September 30, 2023

Approved by 195 governments and based on more than 14,000 studies, the report is the most comprehensive summary of the physical science of climate change to date. It will be a focus when diplomats meet at a UN summit in Glasgow in November to discuss how to step up their emissions reduction efforts.

A growing number of world leaders, including President Biden, have advocated the goal of limiting global warming to 1.5 degrees Celsius, although current policies in major polluting countries are still a long way from achieving that goal to achieve. The top 10 greenhouse gas emitters are China, the United States, the European Union, India, Russia, Japan, Brazil, Indonesia, Iran and Canada.

The new report leaves no doubt that humans are responsible for global warming and concludes that essentially all of the rise in global mean temperature since the 19th and methane trapping the heat.

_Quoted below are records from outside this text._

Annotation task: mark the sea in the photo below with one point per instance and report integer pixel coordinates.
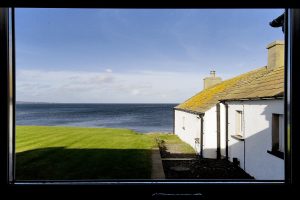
(143, 118)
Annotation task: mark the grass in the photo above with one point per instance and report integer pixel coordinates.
(73, 153)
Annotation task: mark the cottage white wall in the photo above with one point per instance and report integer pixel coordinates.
(210, 133)
(258, 138)
(188, 130)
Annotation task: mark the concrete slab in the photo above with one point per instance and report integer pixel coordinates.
(157, 167)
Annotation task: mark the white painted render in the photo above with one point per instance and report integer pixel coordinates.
(210, 133)
(188, 127)
(257, 117)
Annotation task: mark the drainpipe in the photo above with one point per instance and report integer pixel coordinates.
(226, 128)
(174, 121)
(243, 118)
(218, 132)
(201, 135)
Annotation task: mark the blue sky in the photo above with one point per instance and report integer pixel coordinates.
(135, 55)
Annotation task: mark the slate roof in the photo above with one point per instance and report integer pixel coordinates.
(259, 83)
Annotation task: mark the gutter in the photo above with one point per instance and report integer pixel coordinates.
(189, 111)
(253, 98)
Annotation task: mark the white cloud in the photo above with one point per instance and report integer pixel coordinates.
(108, 70)
(80, 86)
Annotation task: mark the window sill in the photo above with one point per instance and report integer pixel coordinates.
(278, 154)
(238, 137)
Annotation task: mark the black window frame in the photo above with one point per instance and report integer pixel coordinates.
(149, 189)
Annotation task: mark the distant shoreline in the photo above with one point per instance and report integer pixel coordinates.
(28, 102)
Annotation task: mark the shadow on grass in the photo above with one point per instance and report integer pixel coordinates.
(59, 163)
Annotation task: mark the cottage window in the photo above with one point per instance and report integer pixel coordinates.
(277, 133)
(239, 123)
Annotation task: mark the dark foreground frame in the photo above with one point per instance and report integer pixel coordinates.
(185, 189)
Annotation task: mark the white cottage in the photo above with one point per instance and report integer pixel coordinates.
(256, 121)
(240, 118)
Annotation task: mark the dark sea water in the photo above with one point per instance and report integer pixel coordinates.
(139, 117)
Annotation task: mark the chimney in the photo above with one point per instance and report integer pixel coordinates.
(212, 80)
(275, 54)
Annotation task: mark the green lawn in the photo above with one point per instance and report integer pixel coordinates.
(70, 153)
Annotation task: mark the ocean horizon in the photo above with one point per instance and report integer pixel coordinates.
(140, 117)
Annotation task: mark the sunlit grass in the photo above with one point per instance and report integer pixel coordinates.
(64, 153)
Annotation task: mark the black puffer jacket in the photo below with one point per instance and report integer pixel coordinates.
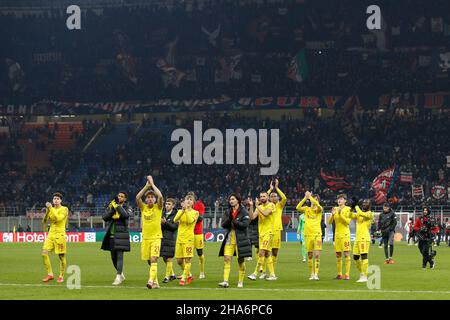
(120, 241)
(240, 224)
(387, 222)
(169, 235)
(253, 232)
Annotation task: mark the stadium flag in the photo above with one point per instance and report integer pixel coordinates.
(417, 191)
(212, 35)
(170, 74)
(298, 68)
(380, 197)
(438, 192)
(128, 66)
(406, 177)
(335, 183)
(383, 181)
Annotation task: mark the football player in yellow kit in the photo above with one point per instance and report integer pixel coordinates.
(264, 211)
(57, 214)
(151, 212)
(312, 232)
(364, 219)
(341, 215)
(273, 193)
(184, 248)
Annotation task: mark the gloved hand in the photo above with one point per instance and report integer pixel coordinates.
(114, 204)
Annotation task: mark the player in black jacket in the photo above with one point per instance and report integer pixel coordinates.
(386, 225)
(169, 230)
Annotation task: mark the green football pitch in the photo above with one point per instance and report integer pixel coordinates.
(21, 271)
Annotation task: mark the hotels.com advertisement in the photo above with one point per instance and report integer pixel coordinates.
(40, 237)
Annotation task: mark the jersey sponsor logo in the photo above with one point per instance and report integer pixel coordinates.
(209, 236)
(7, 237)
(31, 237)
(89, 237)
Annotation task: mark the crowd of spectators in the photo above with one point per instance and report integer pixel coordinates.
(21, 187)
(413, 144)
(203, 49)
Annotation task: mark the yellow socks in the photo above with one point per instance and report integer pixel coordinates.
(241, 271)
(62, 266)
(358, 265)
(153, 272)
(169, 269)
(365, 266)
(274, 260)
(202, 263)
(187, 270)
(260, 264)
(316, 266)
(226, 270)
(47, 264)
(339, 265)
(348, 263)
(270, 266)
(310, 265)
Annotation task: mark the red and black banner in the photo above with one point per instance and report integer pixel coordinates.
(335, 183)
(437, 100)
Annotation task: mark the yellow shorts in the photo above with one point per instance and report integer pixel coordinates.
(184, 250)
(56, 242)
(313, 243)
(150, 248)
(276, 241)
(361, 247)
(265, 242)
(342, 244)
(230, 249)
(198, 241)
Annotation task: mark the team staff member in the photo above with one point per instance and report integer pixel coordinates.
(236, 241)
(117, 237)
(364, 220)
(426, 228)
(169, 229)
(199, 242)
(387, 222)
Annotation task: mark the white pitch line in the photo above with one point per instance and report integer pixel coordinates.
(234, 289)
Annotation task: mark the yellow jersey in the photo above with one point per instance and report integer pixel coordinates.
(313, 217)
(58, 219)
(363, 222)
(278, 212)
(186, 225)
(266, 224)
(151, 222)
(342, 219)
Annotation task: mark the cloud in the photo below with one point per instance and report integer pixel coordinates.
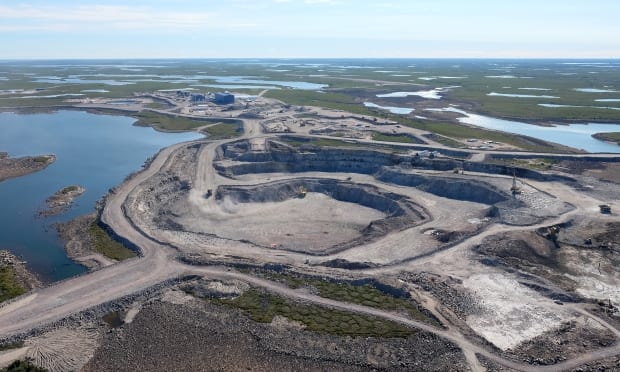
(27, 17)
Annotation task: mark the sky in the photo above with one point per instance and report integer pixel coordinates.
(65, 29)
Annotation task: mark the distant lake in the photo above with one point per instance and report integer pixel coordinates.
(578, 136)
(392, 109)
(95, 151)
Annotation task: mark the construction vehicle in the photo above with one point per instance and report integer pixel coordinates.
(515, 189)
(302, 192)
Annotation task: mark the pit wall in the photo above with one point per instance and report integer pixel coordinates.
(291, 160)
(388, 203)
(447, 187)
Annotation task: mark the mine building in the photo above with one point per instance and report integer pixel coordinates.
(224, 98)
(197, 98)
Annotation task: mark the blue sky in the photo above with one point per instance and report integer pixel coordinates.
(310, 28)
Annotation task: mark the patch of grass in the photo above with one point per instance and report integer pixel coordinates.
(41, 159)
(157, 105)
(366, 295)
(263, 307)
(108, 247)
(12, 345)
(336, 101)
(68, 189)
(400, 138)
(535, 164)
(168, 122)
(223, 131)
(9, 287)
(22, 366)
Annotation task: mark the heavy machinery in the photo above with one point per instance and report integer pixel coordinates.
(515, 189)
(302, 192)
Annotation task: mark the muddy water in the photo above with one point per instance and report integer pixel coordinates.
(95, 151)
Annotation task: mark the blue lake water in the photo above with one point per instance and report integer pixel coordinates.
(95, 151)
(574, 135)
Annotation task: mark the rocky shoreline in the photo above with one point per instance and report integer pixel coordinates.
(79, 243)
(17, 167)
(61, 200)
(23, 276)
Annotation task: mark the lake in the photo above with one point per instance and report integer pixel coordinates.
(95, 151)
(574, 135)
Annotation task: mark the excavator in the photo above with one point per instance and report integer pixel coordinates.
(515, 189)
(302, 192)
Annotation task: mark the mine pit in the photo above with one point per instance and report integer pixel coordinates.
(313, 216)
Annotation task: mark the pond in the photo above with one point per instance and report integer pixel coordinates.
(94, 151)
(574, 135)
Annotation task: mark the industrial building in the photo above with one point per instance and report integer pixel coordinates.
(224, 98)
(196, 98)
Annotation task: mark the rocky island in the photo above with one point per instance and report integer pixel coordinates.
(62, 200)
(17, 167)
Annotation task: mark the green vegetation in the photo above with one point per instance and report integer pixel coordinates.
(610, 137)
(336, 101)
(108, 247)
(401, 138)
(459, 131)
(12, 345)
(41, 159)
(263, 307)
(535, 164)
(22, 366)
(320, 142)
(69, 189)
(156, 105)
(366, 295)
(329, 142)
(223, 131)
(167, 122)
(9, 287)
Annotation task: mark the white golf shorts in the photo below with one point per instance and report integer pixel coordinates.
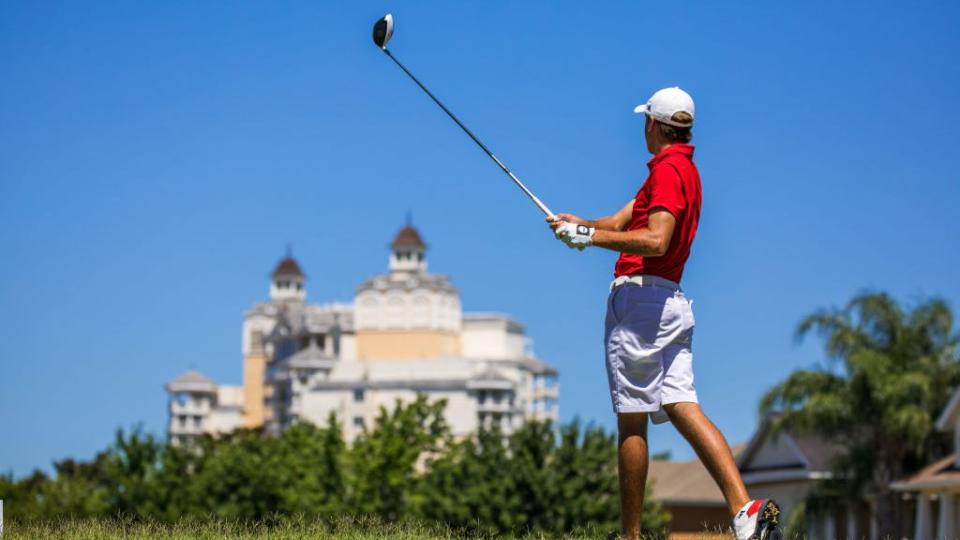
(648, 342)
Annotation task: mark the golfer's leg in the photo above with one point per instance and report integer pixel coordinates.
(713, 450)
(632, 462)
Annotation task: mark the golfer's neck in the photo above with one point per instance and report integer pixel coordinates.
(661, 147)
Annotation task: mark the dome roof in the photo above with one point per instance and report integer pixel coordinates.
(408, 237)
(287, 267)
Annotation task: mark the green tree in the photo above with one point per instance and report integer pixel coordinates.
(890, 372)
(383, 462)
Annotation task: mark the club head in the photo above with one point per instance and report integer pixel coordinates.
(383, 31)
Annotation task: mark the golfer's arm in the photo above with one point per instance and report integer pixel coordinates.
(651, 241)
(616, 222)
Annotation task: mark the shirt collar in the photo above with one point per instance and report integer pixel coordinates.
(676, 148)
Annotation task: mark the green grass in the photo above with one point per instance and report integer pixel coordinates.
(287, 528)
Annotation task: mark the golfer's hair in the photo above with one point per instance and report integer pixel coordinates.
(676, 134)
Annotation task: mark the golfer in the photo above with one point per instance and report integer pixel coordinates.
(649, 324)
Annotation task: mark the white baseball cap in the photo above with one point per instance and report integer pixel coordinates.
(664, 103)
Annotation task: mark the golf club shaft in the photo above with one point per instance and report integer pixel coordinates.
(543, 208)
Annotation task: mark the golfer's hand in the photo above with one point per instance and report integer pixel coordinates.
(575, 236)
(559, 219)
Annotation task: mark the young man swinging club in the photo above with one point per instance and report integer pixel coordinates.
(650, 322)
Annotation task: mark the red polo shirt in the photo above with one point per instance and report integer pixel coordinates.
(674, 186)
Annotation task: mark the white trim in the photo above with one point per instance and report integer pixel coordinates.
(781, 475)
(927, 485)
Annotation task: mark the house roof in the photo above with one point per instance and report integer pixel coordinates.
(685, 483)
(193, 381)
(808, 452)
(940, 474)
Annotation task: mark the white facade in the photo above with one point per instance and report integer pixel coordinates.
(198, 406)
(313, 368)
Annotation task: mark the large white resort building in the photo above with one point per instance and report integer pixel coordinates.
(404, 334)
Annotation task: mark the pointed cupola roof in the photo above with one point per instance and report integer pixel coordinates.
(408, 237)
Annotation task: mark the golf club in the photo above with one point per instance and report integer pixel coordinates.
(382, 32)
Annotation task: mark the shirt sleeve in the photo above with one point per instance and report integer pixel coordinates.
(666, 190)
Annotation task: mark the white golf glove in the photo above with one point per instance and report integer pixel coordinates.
(575, 236)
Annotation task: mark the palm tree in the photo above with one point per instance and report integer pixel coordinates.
(888, 375)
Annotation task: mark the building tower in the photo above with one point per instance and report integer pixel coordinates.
(408, 253)
(287, 286)
(287, 281)
(407, 313)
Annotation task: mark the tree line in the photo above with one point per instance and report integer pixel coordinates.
(408, 466)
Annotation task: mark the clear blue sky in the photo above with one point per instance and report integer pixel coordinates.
(156, 157)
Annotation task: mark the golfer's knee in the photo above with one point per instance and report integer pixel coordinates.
(632, 424)
(680, 410)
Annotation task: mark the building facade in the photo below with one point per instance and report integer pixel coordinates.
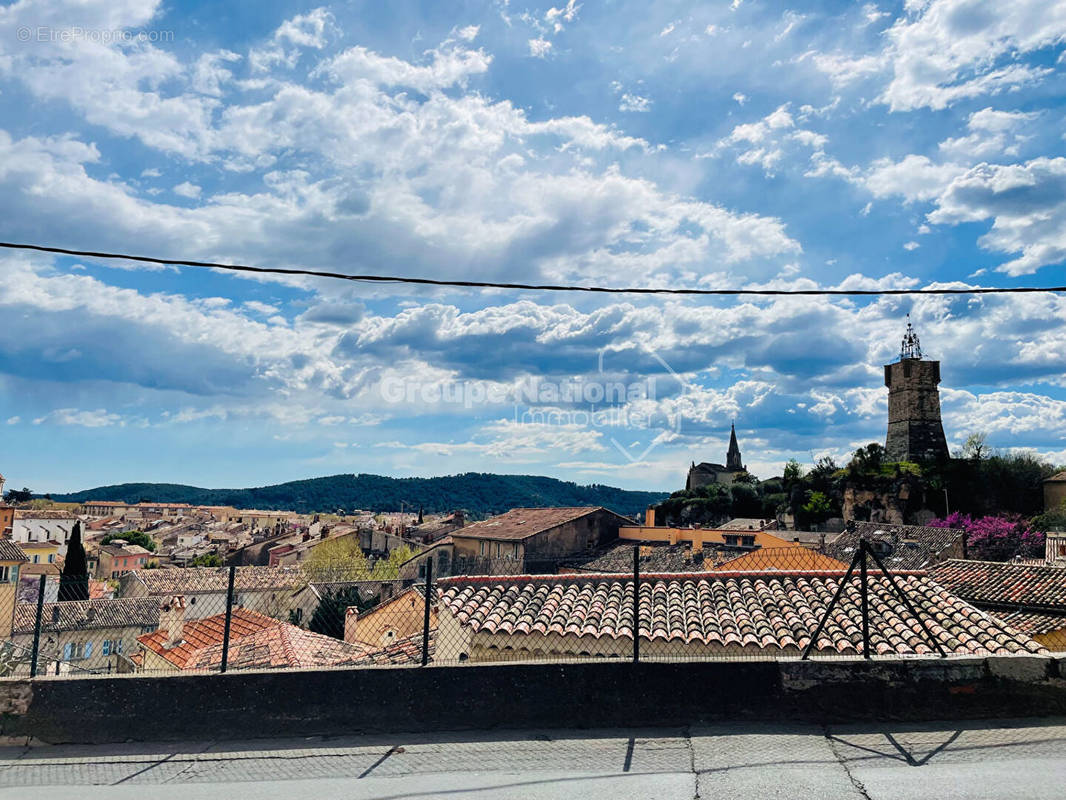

The previous climate changes have hardly any parallels in human history, the report says. The last decade is probably the hottest on earth in 125,000 years. The world’s glaciers are melting and receding at a rate “unprecedented for at least 2,000 years”. Atmospheric carbon dioxide had not been this high in at least 2 million years.

Sea levels have risen an average of 8 inches over the past century, and the rate of rise has doubled since 2006. Heat waves have gotten significantly hotter since 1950 and last longer in much of the world. Forest fire weather has worsened in much of the world. Extreme ocean heat bursts – which can kill fish, seabirds, and coral reefs – have doubled since the 1980s.

In recent years, scientists have also been able to draw clear connections between global warming and certain storm events. Many of the deadly new temperature extremes the world has seen – such as the record breaking heat wave that scorched the Pacific Northwest in June – “would have been extremely unlikely without human impact on the climate system,” the report said. Greenhouse gas emissions are noticeably exacerbating some droughts, downpours and floods.